Il y a six ans, j'ai rencontré mon compagnon par l’association Aides. Il est lui aussi séropositif. Au début, je me suis dit que ça allait être trop difficile. En plus de m'inquiéter pour ma fille et pour moi, même si nous allons bien, je craignais de devoir m'inquiéter pour une troisième personne. Et puis finalement... Aujourd'hui, on est très heureux. Le préservatif, poubelle! Surtout, nous vivons la même chose, donc nous nous comprenons. Ça m'a changé la vie.

Comme moi, Bertrand est "un vieux séropositif" -j'ai été contaminée il y a 30 ans, et lui 24 ans. Aujourd'hui, nous n'avons plus qu'une prise de médicaments par jour, mais des années de traitement très lourd ont abimé notre corps et on ne peut plus revenir en arrière. Pour les femmes séropositives, les risques d'ostéoporose sont notamment plus élevés, et je dois passer un examen des os tous les trois ans. A 44 ans, Bertrand souffre actuellement d'un cancer des poumons, qui touche habituellement des personnes entre 65 et 70 ans. On peut donc aujourd'hui vieillir avec le sida, mais on vieillit plus vite. Un simple rhume peut dégénérer en quelque chose de très grave, très vite.
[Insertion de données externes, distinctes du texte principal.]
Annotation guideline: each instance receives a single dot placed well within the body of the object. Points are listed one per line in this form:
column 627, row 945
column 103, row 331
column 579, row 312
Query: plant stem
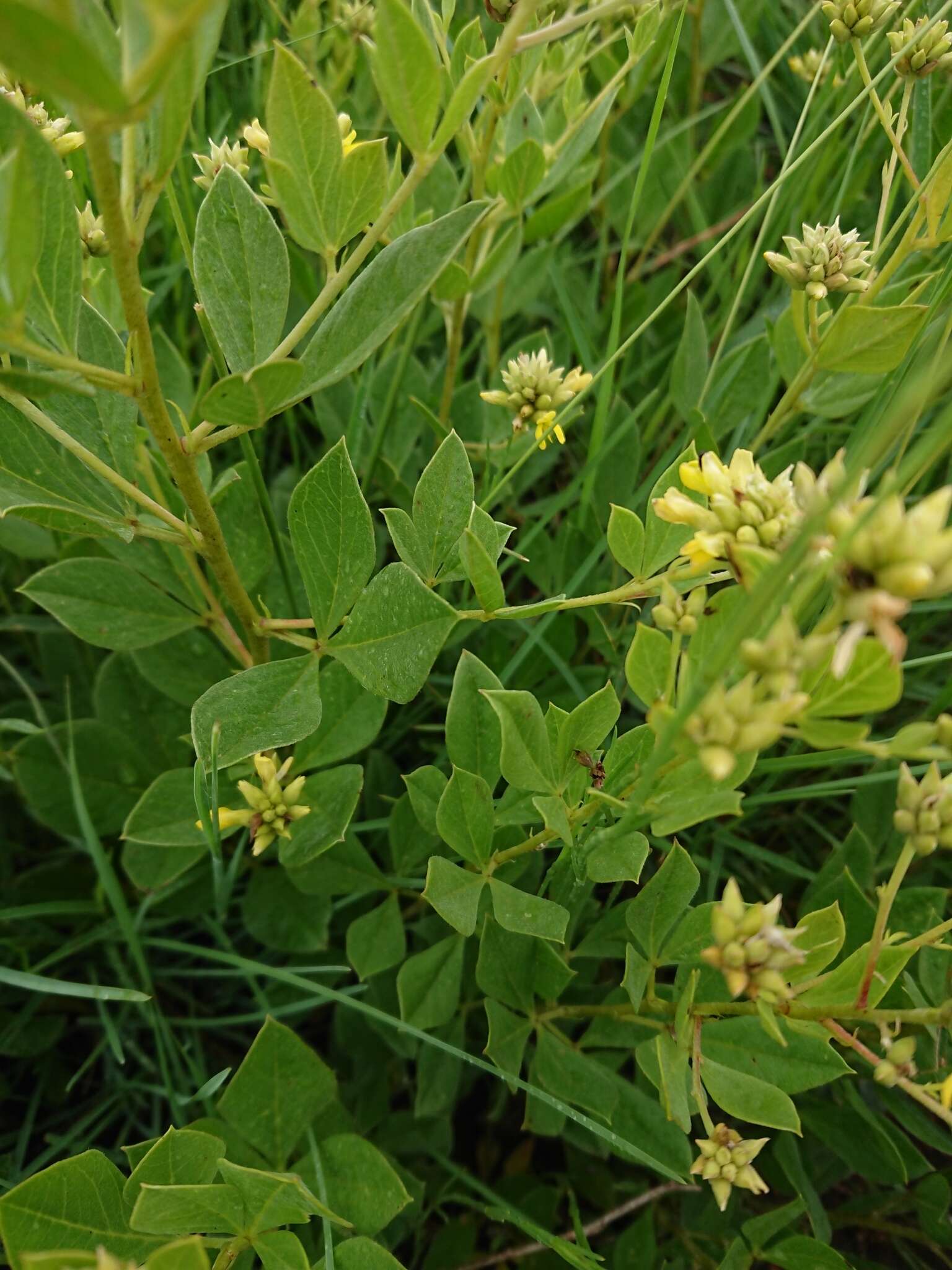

Si aujourd'hui je suis en bonne santé, je vis avec une épée de Damoclès au-dessus de la tête, d'autant que j'avance dans l'âge. Je vis la peur au ventre. C'est en moi. Je ne peux pas me projeter dans l'avenir, alors je vis au jour le jour. A chaque anniversaire, je me dis: "Une année de gagnée." Mais la maladie rend aussi plus fort. J'ai connu des périodes de dépression mais aujourd'hui, à 54 ans, j'ai envie de vivre le mieux possible. Je profite d'habiter à Bayonne, la plus belle ville du monde, pour faire des balades au bord de la mer. Je ne sais pas combien de temps il me reste, mais j'ai aujourd'hui une motivation supplémentaire pour me battre: j'ai envie de voir grandir mon petit-enfant.